Yahya Kemal'in Hazan gazeli'nin bu şiirlere faikiyeti, sonbaharın iki yüzünü birden bize vermesinden gelir. Filhakika bu mevsim, bir taraftan yazın ve baharın, hatta senenin ölümü ise, diğer taraftan da bolluğun ve olgunluğun mevsimidir; tabiat cömert çeşmelerini bu mevsimde açar; meyve, çiçek, şarap, renk, koku, hepsini cömert bir tanrı gibi dört yana savurur. üzümü kızartır, inciri olgunlaştırır, elmayı sarartır, narı bir fecir gibi çatlatır, titiz artist neş'esi ile eşyanın üzerine eğilir; bir eski zaman vazocusu gibi, biraz sonra, ölmek ve dağılmak için avucundan çıkacak olan şeylere renk ve cilasını vurur.

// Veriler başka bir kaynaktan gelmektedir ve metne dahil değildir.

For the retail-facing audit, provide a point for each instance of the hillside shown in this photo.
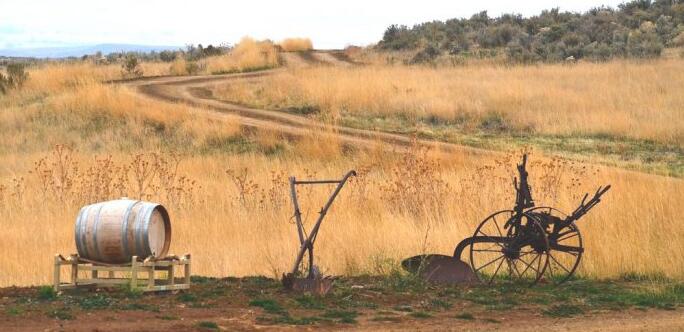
(636, 29)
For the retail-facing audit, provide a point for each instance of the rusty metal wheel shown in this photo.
(508, 247)
(565, 244)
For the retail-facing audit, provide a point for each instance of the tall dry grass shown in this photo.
(232, 211)
(248, 54)
(625, 99)
(296, 44)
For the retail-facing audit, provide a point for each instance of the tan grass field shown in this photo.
(296, 44)
(636, 100)
(399, 206)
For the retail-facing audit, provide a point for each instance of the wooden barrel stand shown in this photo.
(129, 274)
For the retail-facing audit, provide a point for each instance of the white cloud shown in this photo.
(37, 23)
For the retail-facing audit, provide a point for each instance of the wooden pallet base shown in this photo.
(128, 274)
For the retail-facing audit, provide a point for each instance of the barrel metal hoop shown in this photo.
(78, 229)
(146, 236)
(124, 230)
(97, 223)
(84, 226)
(138, 227)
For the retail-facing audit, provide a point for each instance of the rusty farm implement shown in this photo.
(526, 244)
(313, 282)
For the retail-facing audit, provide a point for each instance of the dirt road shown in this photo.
(196, 91)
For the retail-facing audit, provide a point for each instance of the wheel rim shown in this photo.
(565, 247)
(520, 258)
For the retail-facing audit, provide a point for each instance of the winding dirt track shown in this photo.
(196, 91)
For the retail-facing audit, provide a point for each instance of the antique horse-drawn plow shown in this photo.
(525, 244)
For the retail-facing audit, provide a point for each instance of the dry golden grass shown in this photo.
(232, 231)
(625, 99)
(296, 44)
(385, 214)
(248, 54)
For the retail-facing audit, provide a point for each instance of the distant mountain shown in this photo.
(77, 51)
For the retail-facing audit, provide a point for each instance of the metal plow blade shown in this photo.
(440, 269)
(318, 285)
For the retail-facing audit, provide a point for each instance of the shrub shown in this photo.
(16, 76)
(131, 66)
(47, 293)
(428, 54)
(296, 44)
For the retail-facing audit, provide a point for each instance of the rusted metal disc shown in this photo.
(440, 269)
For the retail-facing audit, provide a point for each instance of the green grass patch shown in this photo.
(342, 316)
(96, 302)
(14, 311)
(383, 318)
(269, 305)
(140, 307)
(439, 304)
(563, 311)
(61, 314)
(465, 316)
(46, 293)
(310, 302)
(187, 297)
(420, 315)
(207, 325)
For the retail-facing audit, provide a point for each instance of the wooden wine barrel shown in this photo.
(114, 231)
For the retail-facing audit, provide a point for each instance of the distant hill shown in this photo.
(77, 51)
(635, 29)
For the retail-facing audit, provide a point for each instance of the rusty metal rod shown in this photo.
(307, 244)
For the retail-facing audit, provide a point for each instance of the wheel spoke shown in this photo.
(530, 265)
(486, 250)
(497, 226)
(491, 238)
(557, 262)
(516, 270)
(483, 266)
(495, 272)
(567, 237)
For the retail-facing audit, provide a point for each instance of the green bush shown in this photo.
(131, 66)
(15, 78)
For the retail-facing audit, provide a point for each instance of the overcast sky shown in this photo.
(330, 24)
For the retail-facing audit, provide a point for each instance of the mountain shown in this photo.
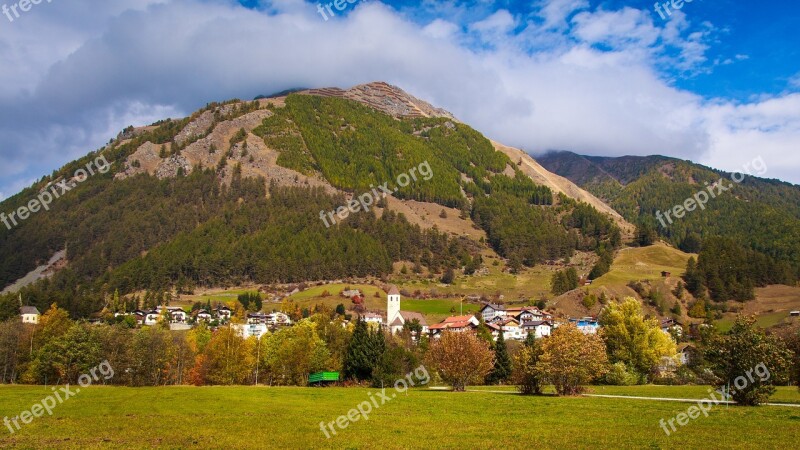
(747, 231)
(236, 194)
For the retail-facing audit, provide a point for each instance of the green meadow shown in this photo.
(263, 417)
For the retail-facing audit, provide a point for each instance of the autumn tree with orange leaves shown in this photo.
(461, 359)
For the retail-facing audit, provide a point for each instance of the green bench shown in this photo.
(320, 378)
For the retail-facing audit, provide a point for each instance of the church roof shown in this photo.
(409, 316)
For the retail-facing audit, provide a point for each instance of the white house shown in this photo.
(178, 316)
(490, 311)
(252, 330)
(670, 325)
(151, 317)
(458, 324)
(587, 325)
(511, 329)
(223, 312)
(372, 319)
(278, 319)
(539, 328)
(29, 314)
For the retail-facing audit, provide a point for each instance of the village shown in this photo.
(514, 323)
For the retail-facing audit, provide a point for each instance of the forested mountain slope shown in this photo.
(234, 193)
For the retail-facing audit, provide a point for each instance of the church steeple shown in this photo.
(392, 305)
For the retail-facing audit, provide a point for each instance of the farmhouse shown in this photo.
(223, 312)
(588, 325)
(373, 319)
(539, 328)
(151, 317)
(278, 319)
(458, 324)
(249, 330)
(511, 329)
(671, 325)
(687, 353)
(490, 311)
(29, 314)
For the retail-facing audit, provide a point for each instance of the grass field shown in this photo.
(260, 417)
(645, 263)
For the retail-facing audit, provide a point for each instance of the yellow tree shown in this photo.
(571, 359)
(461, 359)
(632, 339)
(291, 354)
(228, 358)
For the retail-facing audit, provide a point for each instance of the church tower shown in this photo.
(392, 305)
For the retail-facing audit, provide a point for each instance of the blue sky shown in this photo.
(718, 82)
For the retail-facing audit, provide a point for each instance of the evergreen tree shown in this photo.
(363, 352)
(501, 372)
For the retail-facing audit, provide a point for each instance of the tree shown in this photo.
(363, 352)
(564, 281)
(571, 359)
(449, 276)
(292, 354)
(229, 358)
(461, 359)
(527, 376)
(744, 352)
(632, 339)
(501, 372)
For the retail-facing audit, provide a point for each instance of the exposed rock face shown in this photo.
(169, 167)
(257, 159)
(386, 98)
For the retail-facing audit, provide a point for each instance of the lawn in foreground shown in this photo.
(260, 417)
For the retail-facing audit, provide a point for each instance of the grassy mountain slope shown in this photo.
(232, 195)
(761, 214)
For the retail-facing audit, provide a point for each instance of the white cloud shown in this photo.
(536, 89)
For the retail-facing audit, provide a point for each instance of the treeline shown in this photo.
(564, 281)
(727, 270)
(157, 235)
(357, 148)
(59, 350)
(762, 215)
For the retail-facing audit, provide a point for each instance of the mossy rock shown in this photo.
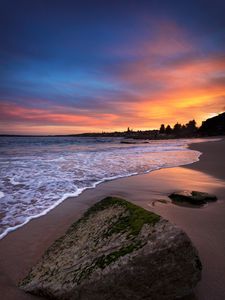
(117, 250)
(192, 197)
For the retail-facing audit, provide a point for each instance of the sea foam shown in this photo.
(37, 174)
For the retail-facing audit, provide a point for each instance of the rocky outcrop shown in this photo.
(120, 251)
(192, 197)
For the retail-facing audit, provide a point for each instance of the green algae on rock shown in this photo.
(117, 250)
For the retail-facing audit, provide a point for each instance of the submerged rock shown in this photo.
(193, 197)
(120, 251)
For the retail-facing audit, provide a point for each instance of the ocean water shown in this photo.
(38, 173)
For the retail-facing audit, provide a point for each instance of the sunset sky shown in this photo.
(85, 66)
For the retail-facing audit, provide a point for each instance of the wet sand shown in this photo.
(21, 249)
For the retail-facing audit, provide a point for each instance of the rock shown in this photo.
(120, 251)
(193, 197)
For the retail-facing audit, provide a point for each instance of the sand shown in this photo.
(21, 249)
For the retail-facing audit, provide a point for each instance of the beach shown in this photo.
(22, 248)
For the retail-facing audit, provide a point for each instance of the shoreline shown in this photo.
(81, 190)
(21, 249)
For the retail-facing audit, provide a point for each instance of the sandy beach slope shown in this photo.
(21, 249)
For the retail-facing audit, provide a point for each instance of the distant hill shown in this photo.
(213, 126)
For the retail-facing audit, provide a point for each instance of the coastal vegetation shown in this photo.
(211, 127)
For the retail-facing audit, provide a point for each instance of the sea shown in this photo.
(38, 173)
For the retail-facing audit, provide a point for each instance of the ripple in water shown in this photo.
(38, 173)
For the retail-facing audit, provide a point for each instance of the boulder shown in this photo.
(120, 251)
(193, 197)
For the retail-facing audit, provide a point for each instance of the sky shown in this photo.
(91, 66)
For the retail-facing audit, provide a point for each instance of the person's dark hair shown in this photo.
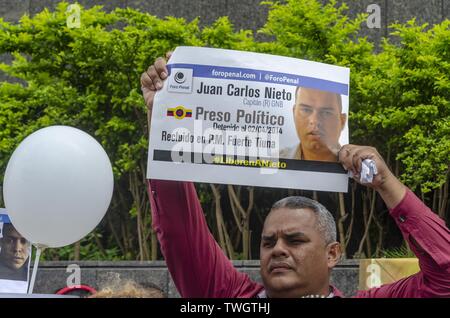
(338, 96)
(325, 220)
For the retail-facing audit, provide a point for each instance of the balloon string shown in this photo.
(35, 267)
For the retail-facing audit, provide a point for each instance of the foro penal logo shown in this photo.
(179, 112)
(180, 80)
(179, 77)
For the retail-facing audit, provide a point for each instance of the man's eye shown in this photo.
(306, 110)
(327, 113)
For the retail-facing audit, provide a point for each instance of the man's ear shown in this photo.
(334, 254)
(343, 118)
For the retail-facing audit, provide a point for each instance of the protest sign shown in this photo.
(246, 118)
(15, 253)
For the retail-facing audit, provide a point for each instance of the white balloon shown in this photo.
(57, 186)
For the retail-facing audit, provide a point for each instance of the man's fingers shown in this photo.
(146, 82)
(160, 68)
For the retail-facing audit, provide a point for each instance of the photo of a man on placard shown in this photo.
(15, 253)
(319, 121)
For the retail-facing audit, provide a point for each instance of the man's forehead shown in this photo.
(10, 230)
(312, 96)
(289, 221)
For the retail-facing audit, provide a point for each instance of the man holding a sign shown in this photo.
(298, 246)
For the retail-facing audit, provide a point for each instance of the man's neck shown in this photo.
(325, 155)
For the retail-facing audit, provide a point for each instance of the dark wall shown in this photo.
(52, 276)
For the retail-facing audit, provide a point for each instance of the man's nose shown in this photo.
(17, 246)
(313, 119)
(279, 249)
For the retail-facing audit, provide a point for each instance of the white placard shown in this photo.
(246, 118)
(15, 252)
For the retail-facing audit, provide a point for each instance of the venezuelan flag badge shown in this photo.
(179, 112)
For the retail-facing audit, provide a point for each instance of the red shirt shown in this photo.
(199, 268)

Yaprakları kızıl yakuttan safran rengine kadar her renge boyar. Yeşil, sarı, vişne çürüğü, nar kırmızısı, kiremidi, çelik mavisi, gök mavisi, pas rengi, hâtıra rengi, lâcivert, siyah, mor, beyaz, her nev'inden yeşil, çalılarda, yapraklarda, dallarda, meyvelerde, ağaç diplerinde açılan mantarlarda birbiri ardınca görünür: bu ölüm ustası kendi kendine, kendi zevki için üstüste şehrâyinler yapar.
İşte Yahya Kemal'in Hazan gazeli, bu mükemmelliğin, bu cömertliğin, bu ustalığın sihriyle doludur ve bize sonbahar denen neş'eyi, hakiki artist neş'e ve zevkini tanıtır:
Hazan ki durmadan evrâkı su-be-sû dökülür
Hazinesinden eteklere reng ü bû dökülür
Ne inkırâz-ı bahâran ki hân-ı yağmada
Şerap mahzeni Cem'den sebû sebû dökülür
Nevâ-yı neydir esen bâd câm-ı meydir gül
Çemende eşk ile sahbâ misal-i cû dökülür
Makam-ı pîr-i mugandan akarken âb-ı hayat
Cihanda tâli'e bîhude âb-ı rû dökülür
Hazan da erse Kemâl el çeker mi canandan
Lebinden ol mehe imâ-yı arzû dökülür
Diyonizyak bir neş'e içinde başlayıp fanilik düşüncesi üzerine kapanan bu şiirin ilk beytinde çizilen tablo, hiç bir şeyi saymadan bütün mevsimi bir renk kamaşması içinde toplar; birinci mısrada manzume oluşunu idrak edecek sesi, dekoruyle beraber verir; ondan sonra bu sesin etrafında güz teşekkül eder; koku, renk, meyve, hepsini dağıtır; çok mesut bir buluş olan (inkıraz-ı baharan) tabiri ile Yahya Kemal, bu bolluğun sırrını ve manzarasını mısralar arasında birdenbire infilak ettirir. Bu cömertliğin bir sembol gibi yerini alan bağ bozumu, bazı sabah ve akşamlarda, ağır bulut tabakaları arasından yolunu arayan ve ufku bir tanrılar cenginin sahnesi hfıline getiren o kan kırmızı ışıklar gibi, manzumenin içinde külçelenir.
Bu dört mısraın neş'esinden sonra manzume durulur. Yavaş yavaş mevsime layık bir istiğrak ve hüzün, mısralarının arasına karışır; üçüncü beyitte mevsimi daha ziyade bu hüzünle sarhoş olmuş görüyoruz:
Çemende eşk ile sahbâ misâl-i cû dökülür
mısraı bu kederi bize bazı bulutlu İstanbul sabahlarını o kadar hayali bir alem yapan o hatıra yüzlü aydınlıktan yontulmuş bir kadeh gibi sunuyor. Bundan sonra gelen beyitte, şiir ve düşüncenin nizamı ile kararını bulmuş bir ömrün tecrübesi, hakiki zevki feragatte bulmuş olmanın hikmetini söyler. Ve nihayet son beyitte şair:
Hazan da erse Kemâl el çeker mi cânândan
Lebinden ol mehe imâ-yı arzû dökülür
Diyerek hikmet, ömrün tecrübesi, mevsim, hepsini bir nezir gibi aşkın ve güzelliğin mihrabında yakar.